Other Notable Deaths


September 26, 2005

LOS ANGELES -- Thomas Ross Bond, 79, who played Butch the bully in the Our Gang and Little Rascals serials of the 1930s, died Saturday of complications from heart disease. He played a member of the gang named Tommy. After his first year he was dropped from the cast but returned later in the role of Butch, the archenemy of Alfalfa. Bond appeared in dozens of Our Gang and Little Rascals features before outgrowing the role. In 1951, he quit acting and went into television directing and production work before retiring in 1991.

THOUSAND OAKS, Calif. -- Joel Hirschhorn, 67, who shared two Academy Awards for theme songs in The Poseidon Adventure and The Towering Inferno, died Sept. 18 of a heart attack at a hospital after having broken his shoulder in a fall Friday night. His songs sold more than 90 million records, were featured in 20 movies and were recorded by artists including Elvis Presley. With longtime collaborator Al Kasha, he won his first Oscar in 1973 for "The Morning After" from The Poseidon Adventure. They earned a second Academy Award in 1975 for "We May Never Love Like This Again" from The Towering Inferno.

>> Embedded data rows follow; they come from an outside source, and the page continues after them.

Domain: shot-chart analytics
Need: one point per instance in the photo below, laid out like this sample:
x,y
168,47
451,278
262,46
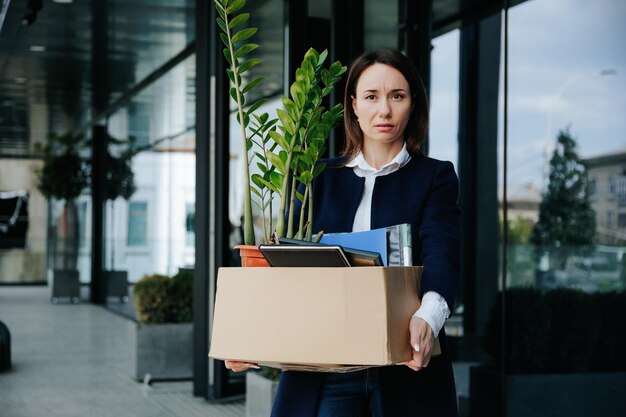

RYE, N.Y. -- Paul Arlt, 91, a painter and political cartoonist whose work was exhibited at the National Air and Space Museum and galleries nationwide, died Tuesday. The New York City native was a skilled watercolorist who often depicted Washington landmarks and political life in the nation's capital, where he lived for several decades. His work was displayed in museums and galleries across the country, including the Metropolitan Museum of Art, the Museum of the City of New York, the Corcoran Gallery of Art, the National Gallery of Art, the Phillips Memorial Gallery and the Art Institute of Chicago.

FRAMINGHAM, Mass. -- Theodore Barber, 78, a psychologist who became a leading critic of the use of hypnosis after his studies concluded the power of suggestion was just as effective, died of a ruptured aorta Sept. 10. He began a career-long study of hypnosis in the 1960s, while working at the Medfield Foundation, a private psychiatric research center in Massachusetts. During his work, he and other researchers found that they could induce sleepiness by suggestion alone, without the formal protocols used by hypnotists. The Barber Suggestibility Scale, a method of evaluating patients and measuring their responsiveness to a range of suggestions, is still in use.

Great Neck, N.Y. -- Tobias Schneebaum, a New York writer, artist and explorer who in the 1950s lived among cannibals in the remote Amazon jungle and, by his own account, sampled their traditional cuisine, died Tuesday from Parkinson's disease complication. He was in his mid-80s. In 2000, Mr. Schneebaum was the subject of a well-received documentary film, Keep the River on Your Right: A Modern Cannibal Tale, which follows his return to the Amazon, and to Indonesian New Guinea, where he also lived. Mr. Schneebaum came to prominence in 1969 with the publication of his memoir, also titled Keep the River on Your Right (Grove Press). The book, which became a cult classic, described how a mild-mannered gay New York artist wound up living, and ardently loving, for several months among the Arakmbut, an indigenous cannibalistic people in the rainforest of Peru.